Je ne me sentais pas capable d’accepter d’avoir un enfant avec un homme qui tolère cette naissance parce qu’il ne se présente à lui aucun autre choix. Même si je la comprenais parfaitement, je n’aurais pas été capable de lui pardonner sa tiédeur. J’étais trop exaltée pour me contenter d’à-peu-près. Je préférais avoir mon enfant loin de lui plutôt que de devoir le lui imposer.
La seule avec qui j’aurais pu aborder le sujet sans qu’elle me fasse la morale, c’est Isa, et si elle n’avait pas été tellement obnubilée par ses soucis de logement je l’aurais sûrement fait beaucoup plus tôt.
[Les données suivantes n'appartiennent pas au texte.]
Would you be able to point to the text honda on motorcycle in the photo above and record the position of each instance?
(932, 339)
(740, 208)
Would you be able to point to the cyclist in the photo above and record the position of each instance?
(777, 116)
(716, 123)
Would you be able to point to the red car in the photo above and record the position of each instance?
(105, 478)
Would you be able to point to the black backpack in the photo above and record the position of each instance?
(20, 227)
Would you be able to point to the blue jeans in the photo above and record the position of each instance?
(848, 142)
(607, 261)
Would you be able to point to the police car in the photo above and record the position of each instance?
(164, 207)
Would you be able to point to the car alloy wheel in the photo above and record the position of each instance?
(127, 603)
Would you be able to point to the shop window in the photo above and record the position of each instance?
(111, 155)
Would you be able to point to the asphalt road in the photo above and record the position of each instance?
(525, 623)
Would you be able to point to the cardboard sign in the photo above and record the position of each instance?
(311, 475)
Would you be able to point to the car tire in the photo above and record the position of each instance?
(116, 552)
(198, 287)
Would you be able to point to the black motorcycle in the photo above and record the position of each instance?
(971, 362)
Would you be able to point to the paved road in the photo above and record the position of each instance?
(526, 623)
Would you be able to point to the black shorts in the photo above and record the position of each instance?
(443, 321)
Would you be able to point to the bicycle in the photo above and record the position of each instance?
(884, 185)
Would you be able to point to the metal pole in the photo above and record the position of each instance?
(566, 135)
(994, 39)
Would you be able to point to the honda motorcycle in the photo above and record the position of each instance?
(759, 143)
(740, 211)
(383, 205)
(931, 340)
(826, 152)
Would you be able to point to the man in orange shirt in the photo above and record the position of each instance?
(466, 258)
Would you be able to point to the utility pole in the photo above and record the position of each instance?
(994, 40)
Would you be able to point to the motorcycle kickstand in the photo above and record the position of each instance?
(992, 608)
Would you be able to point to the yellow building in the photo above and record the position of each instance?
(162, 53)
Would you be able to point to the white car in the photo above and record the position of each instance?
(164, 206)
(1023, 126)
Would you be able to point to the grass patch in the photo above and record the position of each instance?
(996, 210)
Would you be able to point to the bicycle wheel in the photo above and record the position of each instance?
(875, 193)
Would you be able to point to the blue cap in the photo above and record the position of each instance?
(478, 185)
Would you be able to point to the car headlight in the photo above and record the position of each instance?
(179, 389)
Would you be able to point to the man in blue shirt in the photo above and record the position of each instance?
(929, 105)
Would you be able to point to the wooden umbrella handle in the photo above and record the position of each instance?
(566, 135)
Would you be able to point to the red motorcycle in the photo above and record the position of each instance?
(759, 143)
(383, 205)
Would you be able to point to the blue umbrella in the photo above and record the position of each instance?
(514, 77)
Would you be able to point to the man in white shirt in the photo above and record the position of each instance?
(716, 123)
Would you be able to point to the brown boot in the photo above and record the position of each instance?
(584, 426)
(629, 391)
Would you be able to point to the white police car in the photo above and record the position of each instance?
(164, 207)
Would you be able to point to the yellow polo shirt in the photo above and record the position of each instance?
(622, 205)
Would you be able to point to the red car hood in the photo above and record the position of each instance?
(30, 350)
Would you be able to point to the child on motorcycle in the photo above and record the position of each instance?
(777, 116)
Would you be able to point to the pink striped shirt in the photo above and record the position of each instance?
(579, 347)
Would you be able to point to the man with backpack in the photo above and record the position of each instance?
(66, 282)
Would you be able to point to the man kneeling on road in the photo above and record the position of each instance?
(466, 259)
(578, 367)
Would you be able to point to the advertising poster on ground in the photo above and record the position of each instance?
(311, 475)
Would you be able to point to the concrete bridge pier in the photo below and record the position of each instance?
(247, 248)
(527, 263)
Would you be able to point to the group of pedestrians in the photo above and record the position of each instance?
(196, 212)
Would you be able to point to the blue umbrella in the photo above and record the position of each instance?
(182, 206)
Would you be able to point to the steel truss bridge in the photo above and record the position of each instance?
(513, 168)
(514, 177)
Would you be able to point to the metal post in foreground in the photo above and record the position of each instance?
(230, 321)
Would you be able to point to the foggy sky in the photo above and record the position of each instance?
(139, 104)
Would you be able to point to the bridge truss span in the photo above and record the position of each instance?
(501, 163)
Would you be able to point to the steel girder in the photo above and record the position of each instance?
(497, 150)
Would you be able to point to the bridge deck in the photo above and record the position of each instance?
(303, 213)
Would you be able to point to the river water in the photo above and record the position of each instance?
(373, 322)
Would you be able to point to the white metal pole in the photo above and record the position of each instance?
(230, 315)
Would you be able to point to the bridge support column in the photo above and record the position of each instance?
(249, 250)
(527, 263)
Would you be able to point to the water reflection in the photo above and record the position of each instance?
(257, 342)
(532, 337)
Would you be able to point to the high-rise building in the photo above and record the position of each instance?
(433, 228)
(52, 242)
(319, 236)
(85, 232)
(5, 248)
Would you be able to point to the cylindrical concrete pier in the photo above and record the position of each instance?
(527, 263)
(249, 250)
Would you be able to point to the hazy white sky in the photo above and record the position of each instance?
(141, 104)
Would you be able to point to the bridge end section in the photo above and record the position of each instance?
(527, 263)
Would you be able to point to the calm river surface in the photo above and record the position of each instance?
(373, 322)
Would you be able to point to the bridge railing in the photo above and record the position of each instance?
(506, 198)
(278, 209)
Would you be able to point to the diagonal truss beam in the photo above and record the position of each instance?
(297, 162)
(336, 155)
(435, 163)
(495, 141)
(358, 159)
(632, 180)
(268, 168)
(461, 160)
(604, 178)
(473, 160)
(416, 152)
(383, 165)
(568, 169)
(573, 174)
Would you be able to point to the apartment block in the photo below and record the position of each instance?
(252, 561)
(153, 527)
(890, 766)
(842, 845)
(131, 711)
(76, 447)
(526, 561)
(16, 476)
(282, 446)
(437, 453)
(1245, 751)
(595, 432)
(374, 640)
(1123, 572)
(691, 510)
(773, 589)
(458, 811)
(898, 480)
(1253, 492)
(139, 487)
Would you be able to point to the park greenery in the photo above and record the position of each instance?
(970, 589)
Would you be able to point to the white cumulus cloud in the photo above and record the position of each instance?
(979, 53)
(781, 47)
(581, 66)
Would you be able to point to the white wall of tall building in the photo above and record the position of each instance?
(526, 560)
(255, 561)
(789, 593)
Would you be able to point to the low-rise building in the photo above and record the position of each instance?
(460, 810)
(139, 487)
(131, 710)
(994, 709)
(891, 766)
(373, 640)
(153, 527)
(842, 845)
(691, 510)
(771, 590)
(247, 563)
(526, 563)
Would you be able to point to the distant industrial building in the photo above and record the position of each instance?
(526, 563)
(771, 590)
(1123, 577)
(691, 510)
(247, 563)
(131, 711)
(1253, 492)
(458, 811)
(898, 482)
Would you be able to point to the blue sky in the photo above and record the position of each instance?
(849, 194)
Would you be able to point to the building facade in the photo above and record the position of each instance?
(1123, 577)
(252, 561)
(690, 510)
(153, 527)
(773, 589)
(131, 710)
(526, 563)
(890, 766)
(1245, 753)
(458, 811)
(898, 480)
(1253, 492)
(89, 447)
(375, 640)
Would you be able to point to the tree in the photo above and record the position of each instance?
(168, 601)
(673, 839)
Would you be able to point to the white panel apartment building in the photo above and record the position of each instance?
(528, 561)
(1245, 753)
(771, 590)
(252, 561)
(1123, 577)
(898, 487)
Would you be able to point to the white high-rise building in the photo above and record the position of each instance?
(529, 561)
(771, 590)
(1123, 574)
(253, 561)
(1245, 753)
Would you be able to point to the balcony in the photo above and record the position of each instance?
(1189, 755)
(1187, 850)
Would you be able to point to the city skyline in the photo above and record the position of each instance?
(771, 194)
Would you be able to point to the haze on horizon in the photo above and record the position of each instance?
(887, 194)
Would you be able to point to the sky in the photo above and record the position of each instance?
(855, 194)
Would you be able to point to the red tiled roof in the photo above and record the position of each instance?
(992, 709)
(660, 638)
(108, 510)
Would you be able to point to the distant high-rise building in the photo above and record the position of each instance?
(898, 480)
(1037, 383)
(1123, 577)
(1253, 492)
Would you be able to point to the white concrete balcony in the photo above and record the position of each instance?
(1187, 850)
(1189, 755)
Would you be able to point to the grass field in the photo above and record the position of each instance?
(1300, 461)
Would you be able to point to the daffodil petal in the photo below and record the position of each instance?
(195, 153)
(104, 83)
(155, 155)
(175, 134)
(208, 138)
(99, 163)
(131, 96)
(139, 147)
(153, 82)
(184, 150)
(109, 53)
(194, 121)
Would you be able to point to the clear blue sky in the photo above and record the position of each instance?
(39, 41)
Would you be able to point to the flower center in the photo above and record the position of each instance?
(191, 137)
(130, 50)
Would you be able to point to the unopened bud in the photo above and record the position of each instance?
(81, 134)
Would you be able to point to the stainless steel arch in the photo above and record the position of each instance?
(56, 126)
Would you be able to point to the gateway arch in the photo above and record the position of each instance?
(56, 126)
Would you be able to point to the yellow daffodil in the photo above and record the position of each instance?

Son propriétaire refusait de signer le compromis de vente pour la maison, parce qu’il avait une nièce qui en voulait également. La nièce en question changeait d’avis continuellement, les maintenant toutes les deux dans une situation difficile à vivre. À tel point qu’Alice conservait encore son appartement à Genève, pour le cas où elles devraient se rabattre sur cette solution en attendant de trouver une autre maison à acquérir.
Isa et Alice n’avaient guère d’autres sujets de conversation à ce moment-là, mais curieusement ce sont elles qui ont pourtant fini par me fournir la solution que j’attendais.